According to the dictionary, one definition for the word "home" is,
Housing that someone is living in
On the other hand, the definition for the word "house" is,
A building in which something is sheltered or located
I don’t know how many people own the building in which they live. But I do know that there are quite a number of folks who rent either, the building in which they live, or a part of the building in which they live. Renters therefore would be considered "houseless."
As for residentially challenged: there are numerous folks who are living in substandard housing but, who are not homeless.
All of that aside however, the whole purpose for being politically correct supposedly is to show or demonstrate a bit of kindness and respect toward others. It is meant to prevent making reference to person or group of persons in a manner that might otherwise be offensive.
What seems odd to me is that even persons who have been convicted of a crime – even those convicted of heinous crimes – are often times afforded some modicum of political correctness. Contrast that with the way so many of the homeless in this nation are treated.
I’ve known so many homeless who have been verbally abused by some of the "find upstanding" members of the community; spoken to as though they were less than human. I myself, during the time I was homeless, had been called names that were quite offensive and derogatory. What’s more is that these are not just isolated incidents. They happen with regular frequency.
And it’s not just the general population of the community which engages in such behavior. Elected leaders are just as guilty – as well as some of a community’s business leaders.

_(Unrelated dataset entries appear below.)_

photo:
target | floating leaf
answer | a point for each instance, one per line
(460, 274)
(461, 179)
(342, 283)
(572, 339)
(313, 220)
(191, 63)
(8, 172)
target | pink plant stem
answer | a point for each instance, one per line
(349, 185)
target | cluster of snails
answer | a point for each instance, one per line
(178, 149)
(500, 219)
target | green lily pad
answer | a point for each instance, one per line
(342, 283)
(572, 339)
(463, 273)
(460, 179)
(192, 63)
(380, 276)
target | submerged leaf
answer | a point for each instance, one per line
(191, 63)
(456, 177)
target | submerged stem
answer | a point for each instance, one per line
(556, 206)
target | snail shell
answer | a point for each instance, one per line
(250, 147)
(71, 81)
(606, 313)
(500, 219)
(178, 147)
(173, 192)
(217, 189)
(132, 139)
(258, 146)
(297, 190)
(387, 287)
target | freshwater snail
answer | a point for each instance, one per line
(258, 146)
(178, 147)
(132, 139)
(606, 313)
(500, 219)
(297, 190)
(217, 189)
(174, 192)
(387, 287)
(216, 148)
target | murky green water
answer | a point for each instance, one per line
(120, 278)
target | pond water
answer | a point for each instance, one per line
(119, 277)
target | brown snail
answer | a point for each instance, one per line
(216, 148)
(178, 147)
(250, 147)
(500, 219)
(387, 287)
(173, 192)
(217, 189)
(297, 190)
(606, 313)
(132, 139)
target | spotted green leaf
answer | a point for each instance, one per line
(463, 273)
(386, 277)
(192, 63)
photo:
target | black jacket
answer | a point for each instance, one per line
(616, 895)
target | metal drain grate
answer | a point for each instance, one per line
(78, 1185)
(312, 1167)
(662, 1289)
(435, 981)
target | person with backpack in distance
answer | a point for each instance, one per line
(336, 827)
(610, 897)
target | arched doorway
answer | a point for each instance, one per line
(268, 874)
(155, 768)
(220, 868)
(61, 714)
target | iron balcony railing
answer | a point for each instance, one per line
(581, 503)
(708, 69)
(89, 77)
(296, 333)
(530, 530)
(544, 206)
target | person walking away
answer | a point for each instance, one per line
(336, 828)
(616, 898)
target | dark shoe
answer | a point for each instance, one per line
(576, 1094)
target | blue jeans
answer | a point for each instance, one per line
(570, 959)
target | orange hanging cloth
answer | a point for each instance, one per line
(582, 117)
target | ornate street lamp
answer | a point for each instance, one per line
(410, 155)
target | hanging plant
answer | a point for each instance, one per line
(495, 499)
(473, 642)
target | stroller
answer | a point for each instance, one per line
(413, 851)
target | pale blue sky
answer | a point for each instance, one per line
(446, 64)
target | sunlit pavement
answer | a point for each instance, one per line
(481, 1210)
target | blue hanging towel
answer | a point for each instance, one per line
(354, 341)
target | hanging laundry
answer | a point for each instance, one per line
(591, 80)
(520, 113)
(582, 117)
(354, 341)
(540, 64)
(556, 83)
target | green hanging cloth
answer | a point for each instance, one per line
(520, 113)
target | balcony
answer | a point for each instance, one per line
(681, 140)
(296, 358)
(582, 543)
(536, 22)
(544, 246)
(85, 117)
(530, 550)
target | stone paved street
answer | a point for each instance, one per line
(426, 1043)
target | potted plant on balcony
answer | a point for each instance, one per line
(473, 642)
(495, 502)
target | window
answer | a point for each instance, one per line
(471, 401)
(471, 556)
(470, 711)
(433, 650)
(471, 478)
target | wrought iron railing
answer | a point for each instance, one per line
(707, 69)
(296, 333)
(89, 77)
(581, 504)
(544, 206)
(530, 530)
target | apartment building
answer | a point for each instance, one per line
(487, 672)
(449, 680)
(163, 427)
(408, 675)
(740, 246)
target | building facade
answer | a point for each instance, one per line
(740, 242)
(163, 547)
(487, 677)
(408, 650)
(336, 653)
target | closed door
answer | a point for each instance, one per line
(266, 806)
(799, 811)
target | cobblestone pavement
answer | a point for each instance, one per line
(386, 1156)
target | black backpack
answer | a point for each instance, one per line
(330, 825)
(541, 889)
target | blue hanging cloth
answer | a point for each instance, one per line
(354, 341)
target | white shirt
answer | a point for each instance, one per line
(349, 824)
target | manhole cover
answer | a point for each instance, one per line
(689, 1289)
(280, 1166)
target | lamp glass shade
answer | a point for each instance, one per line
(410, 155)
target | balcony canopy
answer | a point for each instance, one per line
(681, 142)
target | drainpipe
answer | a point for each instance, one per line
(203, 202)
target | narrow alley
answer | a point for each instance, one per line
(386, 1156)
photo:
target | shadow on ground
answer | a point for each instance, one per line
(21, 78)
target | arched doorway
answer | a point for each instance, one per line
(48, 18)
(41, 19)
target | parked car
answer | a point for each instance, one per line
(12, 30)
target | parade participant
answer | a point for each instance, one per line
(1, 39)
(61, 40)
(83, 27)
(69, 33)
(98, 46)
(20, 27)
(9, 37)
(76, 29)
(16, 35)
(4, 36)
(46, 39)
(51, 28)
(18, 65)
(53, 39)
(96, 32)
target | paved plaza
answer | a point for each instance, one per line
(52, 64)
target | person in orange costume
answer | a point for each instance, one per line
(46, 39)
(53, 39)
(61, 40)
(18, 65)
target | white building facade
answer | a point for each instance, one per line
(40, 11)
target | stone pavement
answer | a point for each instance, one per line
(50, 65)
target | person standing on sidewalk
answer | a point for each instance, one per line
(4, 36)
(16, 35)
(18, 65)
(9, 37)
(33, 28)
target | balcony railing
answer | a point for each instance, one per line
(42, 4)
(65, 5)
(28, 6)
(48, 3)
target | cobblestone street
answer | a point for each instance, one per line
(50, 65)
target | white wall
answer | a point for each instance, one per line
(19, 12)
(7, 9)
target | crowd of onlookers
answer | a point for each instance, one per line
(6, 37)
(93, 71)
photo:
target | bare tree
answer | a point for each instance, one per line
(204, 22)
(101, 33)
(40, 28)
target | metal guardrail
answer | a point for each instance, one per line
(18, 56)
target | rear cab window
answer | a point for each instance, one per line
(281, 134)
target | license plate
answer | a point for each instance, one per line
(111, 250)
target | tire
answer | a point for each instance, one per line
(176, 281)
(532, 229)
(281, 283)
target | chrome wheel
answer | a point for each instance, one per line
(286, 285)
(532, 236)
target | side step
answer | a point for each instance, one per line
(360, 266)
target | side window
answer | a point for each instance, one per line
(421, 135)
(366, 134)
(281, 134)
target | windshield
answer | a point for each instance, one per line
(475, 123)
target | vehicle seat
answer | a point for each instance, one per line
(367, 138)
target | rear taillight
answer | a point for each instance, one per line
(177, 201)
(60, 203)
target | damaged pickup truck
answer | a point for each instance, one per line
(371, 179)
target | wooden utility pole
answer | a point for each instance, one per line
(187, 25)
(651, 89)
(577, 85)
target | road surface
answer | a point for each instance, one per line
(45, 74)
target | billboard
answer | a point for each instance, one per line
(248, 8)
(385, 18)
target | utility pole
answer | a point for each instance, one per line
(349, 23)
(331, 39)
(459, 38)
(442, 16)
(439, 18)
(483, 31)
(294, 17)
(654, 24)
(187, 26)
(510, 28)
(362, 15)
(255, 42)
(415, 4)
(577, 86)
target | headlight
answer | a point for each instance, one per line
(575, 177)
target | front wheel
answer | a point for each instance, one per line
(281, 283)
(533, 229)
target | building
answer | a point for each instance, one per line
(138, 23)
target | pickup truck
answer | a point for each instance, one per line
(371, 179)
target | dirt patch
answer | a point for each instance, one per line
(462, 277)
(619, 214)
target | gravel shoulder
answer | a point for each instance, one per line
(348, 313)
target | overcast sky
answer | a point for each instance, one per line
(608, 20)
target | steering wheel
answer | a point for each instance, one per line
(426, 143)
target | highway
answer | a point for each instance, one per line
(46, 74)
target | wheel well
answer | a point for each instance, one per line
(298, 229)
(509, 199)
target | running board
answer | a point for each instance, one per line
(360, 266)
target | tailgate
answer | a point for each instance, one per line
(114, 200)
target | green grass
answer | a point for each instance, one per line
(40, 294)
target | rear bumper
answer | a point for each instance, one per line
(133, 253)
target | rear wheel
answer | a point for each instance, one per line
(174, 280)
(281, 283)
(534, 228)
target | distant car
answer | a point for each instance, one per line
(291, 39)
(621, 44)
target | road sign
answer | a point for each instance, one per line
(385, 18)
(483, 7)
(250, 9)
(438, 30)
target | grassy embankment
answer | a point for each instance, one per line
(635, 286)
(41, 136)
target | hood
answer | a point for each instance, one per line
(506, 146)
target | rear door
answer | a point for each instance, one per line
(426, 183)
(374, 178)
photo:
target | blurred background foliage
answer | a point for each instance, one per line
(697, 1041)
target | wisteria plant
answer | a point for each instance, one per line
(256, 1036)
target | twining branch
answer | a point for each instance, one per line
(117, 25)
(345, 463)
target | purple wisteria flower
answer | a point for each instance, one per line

Don’t misunderstand me: I’m not saying that everyone is guilty of such behavior. There are those folks who will speak kindly to a person who just happens to be homeless; who will treat a homeless person with dignity and compassion; who recognize that a homeless person is indeed a person worthy of being shown humane treatment.
As I stated up top – one of the drawbacks of political correctness has to do with euphemisms. Euphemisms are technically "non-offensive" synonyms. However I wonder if by becoming a society driven by euphemisms and synonyms we haven’t created our own barriers to providing help to our nation’s homeless?
We use such words and phrases as: drunkards, drug addicts, lazy bums, derelicts and so on as synonyms for the word homeless – although those words do not apply to every person who is homeless. And because we’ve become so accustomed to those synonyms we’ve actually come to accept our own propaganda as being reality.
Perhaps it’s time we dusted off our dictionaries and begin re-educating ourselves on the true meanings of the words we use to describe the homeless. Perhaps then we’d recognize that there is too much political correctness being spoken but not enough humanity being shown.
Then perhaps we’d have enough of a change of mindset and we’d be able to make headway at helping reduce the numbers of homeless on our city streets.